125: Test command: cyg_gcc_debug/gnu_11.2_cxx11_64_debug/test_malloc_compliance.exe "--force-colors=1"
125: Test timeout computed to be: 10000000
125: ===============================================================================
125: [doctest] test cases:       1 |       1 passed | 0 failed | 0 skipped
125: [doctest] assertions: 1511136 | 1511136 passed | 0 failed |
125: [doctest] Status: SUCCESS!
1/1 Test #125: test_malloc_compliance ...........   Passed   34.76 sec

The following tests passed:
        test_malloc_compliance
100% tests passed, 0 tests failed out of 1
Total Test time (real) =  35.36 sec

zmajeed avatar Nov 04 '21 12:11 zmajeed

The last two tests to fail 126 - test_malloc_used_by_lib (Subprocess aborted) and 127 - test_malloc_lib_unload (Failed) are particularly difficult to debug and fix because they seem to involve race conditions with C++ static data, symbols from dynamically loaded libraries using dlopen and dlsym and multiple threads in pthreads.

Both tests crash with segv faults that trash the stack so pinpointing the culprit is tedious

The segv in both tests is from a dynamically loaded function from a dll in one thread that is accessed after the library has been unloaded with dlclose. Test 126 - test_malloc_used_by_lib (Subprocess aborted) has a custom barrier with 4 threads and 127 - test_malloc_lib_unload (Failed) has just one thread - of course these threads are in addition to the main thread for the test framework - there are always multiple threads involved. On the face of it test source code looks fine - the segv is in internal standard library destructor or cleanup code - it could be an instruction reordering issue that somehow does not appear in Linux

I'm trying to reproduce the failures in small standalone programs to see if the bugs are in TBB tests or in the doctest framework or in cygwin

zmajeed avatar Nov 04 '21 12:11 zmajeed

The description above for the fifth test failure 127 - test_malloc_lib_unload (Failed) is not right - the crash may have been from some of my experimental changes

The actual failure is two-fold - fixed by using a right library name and version - and by using the Win32 version of a utility function

Initially the test fails because of a shared library/dll name and version mismatch. The top cmakefile has set(TBBMALLOC_BINARY_VERSION 2) - this builds cygtbbmalloc_debug-2.dll on cygwin. But test_malloc_lib_unload tries to dlopen libtbbmalloc_debug.so.2 or libtbbmalloc.so.2

$ ctest --test-dir build/cyg_gcc_debug -V -R malloc_lib_unload
test 127
    Start 127: test_malloc_lib_unload

127: Test command: cyg_gcc_debug/gnu_11.2_cxx11_64_debug/test_malloc_lib_unload.exe "--force-colors=1"
127: Can't load libtbbmalloc_debug.so.2 or libtbbmalloc.so.2
1/1 Test #127: test_malloc_lib_unload ...........***Failed    0.45 sec

0% tests passed, 1 tests failed out of 1
Total Test time (real) =   1.28 sec
The following tests FAILED:
        127 - test_malloc_lib_unload (Failed)
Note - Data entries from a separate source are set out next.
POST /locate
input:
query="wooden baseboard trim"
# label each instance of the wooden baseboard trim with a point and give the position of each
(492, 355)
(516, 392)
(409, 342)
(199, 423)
This is fixed by correctly setting various macros for cygwin in test/common/utils_dynamic_libs.h

diff --git a/test/common/utils_dynamic_libs.h b/test/common/utils_dynamic_libs.h
index 22927fe1..a503e724 100644
--- a/test/common/utils_dynamic_libs.h
+++ b/test/common/utils_dynamic_libs.h
@@ -32,7 +32,13 @@ namespace utils {

 #if TBB_USE_DEBUG
 #define SUFFIX1 "_debug"
-#define SUFFIX2
+
+#  if __CYGWIN__
+#    define SUFFIX2 "_debug-2"
+#  else
+#    define SUFFIX2
+#  endif
+
 #else
 #define SUFFIX1
 #define SUFFIX2 "_debug"
@@ -45,19 +51,24 @@ namespace utils {
     #define PREFIX
 #endif
 #define EXT ".dll"
+#elif __CYGWIN__
+#  define PREFIX "cyg"
 #else
 #define PREFIX "lib"
+#endif
+
 #if __APPLE__
 #define EXT ".dylib"
 // Android SDK build system does not support .so file name versioning
 #elif __FreeBSD__ || __NetBSD__ || __sun || _AIX || __ANDROID__
 #define EXT ".so"
+#elif __CYGWIN__
+#  define EXT ".dll"
 #elif __unix__  // Order of these elif's matters!
 #define EXT __TBB_STRING(.so.2)
 #else
 #error Unknown OS
 #endif
-#endif

 // Form the names of the TBB memory allocator binaries.
 #define MALLOCLIB_NAME1 PREFIX "tbbmalloc" SUFFIX1 EXT
@@ -71,6 +82,8 @@ using LIBRARY_HANDLE = void*;

 #if _WIN32 || _WIN64
 #define TEST_LIBRARY_NAME(base) PREFIX base SUFFIX1 ".dll"
+#elif __CYGWIN__
+#  define TEST_LIBRARY_NAME(base) PREFIX base SUFFIX1 ".dll"
 #elif __APPLE__
 #define TEST_LIBRARY_NAME(base) PREFIX base SUFFIX1 ".dylib"
 #else

With the correct library loading, a test assertion fails

$ ctest --test-dir build/cyg_gcc_debug -V -R malloc_lib_unload
test 127
    Start 127: test_malloc_lib_unload

127: Test command: cyg_gcc_debug/gnu_11.2_cxx11_64_debug/test_malloc_lib_unload.exe "--force-colors=1"
127: ===============================================================================
127: cygwin_build/test/tbbmalloc/test_malloc_lib_unload.cpp:188:
127: TEST CASE:  test unload lib
127:
127: cygwin_build/test/tbbmalloc/test_malloc_lib_unload.cpp:204: FATAL ERROR: REQUIRE( memory_in_use == memory_check ) is NOT correct!
127:   values: REQUIRE( 11730944 == 11796480 )
127:   logged: Memory consumption should not increase after 1st GetMemoryUsage() call
127:
127: ===============================================================================
127: [doctest] test cases: 1 | 0 passed | 1 failed | 0 skipped
127: [doctest] assertions: 7 | 6 passed | 1 failed |
127: [doctest] Status: FAILURE!
1/1 Test #127: test_malloc_lib_unload ...........***Failed    0.57 sec

0% tests passed, 1 tests failed out of 1
Total Test time (real) =   0.70 sec
The following tests FAILED:
        127 - test_malloc_lib_unload (Failed)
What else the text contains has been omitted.